The technique was developed by a Japanese schoolteacher named Ms. Yumiko Tobitani. Did you notice that not all the children in the videos were actually looking at the books? It's not a problem. From www.quantumspeedreading.com:

Unlike the many well established forms of speed reading that are in existence QSR does not require the book to be opened at all. The book is simply held up in front of the reader's face and the pages are flipped rapidly using the thumb much like when preparing to shuffle playing cards. It is thus a truly revolutionary advancement in education.

But wait, there's more!

The QSR technique is not solely about reading however.
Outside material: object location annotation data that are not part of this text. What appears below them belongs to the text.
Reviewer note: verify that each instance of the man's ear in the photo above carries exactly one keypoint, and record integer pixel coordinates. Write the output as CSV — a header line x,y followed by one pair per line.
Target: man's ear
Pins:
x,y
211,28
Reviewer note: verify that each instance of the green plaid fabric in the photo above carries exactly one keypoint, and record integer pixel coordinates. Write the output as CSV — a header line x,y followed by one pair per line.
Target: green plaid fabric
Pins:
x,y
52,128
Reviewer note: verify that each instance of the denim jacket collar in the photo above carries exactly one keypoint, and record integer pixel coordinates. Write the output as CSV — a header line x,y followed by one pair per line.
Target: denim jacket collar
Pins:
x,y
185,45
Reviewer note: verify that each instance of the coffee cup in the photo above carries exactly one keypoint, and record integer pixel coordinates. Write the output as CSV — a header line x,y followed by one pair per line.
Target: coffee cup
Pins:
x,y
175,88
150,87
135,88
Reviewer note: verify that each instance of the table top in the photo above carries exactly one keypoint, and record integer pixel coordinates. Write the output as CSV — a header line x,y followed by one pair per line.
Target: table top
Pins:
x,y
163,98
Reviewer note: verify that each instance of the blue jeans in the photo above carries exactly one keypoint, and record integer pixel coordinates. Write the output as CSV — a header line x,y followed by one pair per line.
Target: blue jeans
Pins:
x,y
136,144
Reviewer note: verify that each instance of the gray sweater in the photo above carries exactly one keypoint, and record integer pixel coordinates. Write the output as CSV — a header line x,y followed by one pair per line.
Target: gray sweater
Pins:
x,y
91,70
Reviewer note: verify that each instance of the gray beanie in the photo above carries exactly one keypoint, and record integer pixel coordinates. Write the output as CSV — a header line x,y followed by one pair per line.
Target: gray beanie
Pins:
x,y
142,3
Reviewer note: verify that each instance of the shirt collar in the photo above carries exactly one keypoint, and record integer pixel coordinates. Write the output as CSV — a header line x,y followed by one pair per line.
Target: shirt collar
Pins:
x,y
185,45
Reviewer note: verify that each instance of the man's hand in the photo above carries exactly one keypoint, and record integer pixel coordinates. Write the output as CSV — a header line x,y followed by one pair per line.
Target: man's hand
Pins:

It can also be utilised in several other creative ways for problem solving and memorizing, for health improvement and stress reduction as well as for positive thinking and what can only be described as quasi telepathic communication with plants and animals for example.

The website also contains some interesting descriptions from QSR kids: reading a book in this way sounds like a synaesthetic experience. (If this is the case, however, how are they able to recite the book afterwards?)

Quantum Speed Reading is a type of book reading which you flip over the pages very fast.
Yet this is a little different then usual reading.
This fashion is easy, but it tickles the emotion that only a human can have, and this fashion is easy even when you don't know how to read the word or kanji* in the book.
I can't understand a book or read Kanji just by simply reading it, I think this is what I call a "Life's Code". My way to feel this is by various things like seeing colors, seeing pictures or smelling things. Perhaps just by putting a title to a blank none-writen book, then the content from the title will stand out from the book.
You're able to make titles like" Your 20 year-old self" for instance.
I want to continue this Quantum Speed Reading.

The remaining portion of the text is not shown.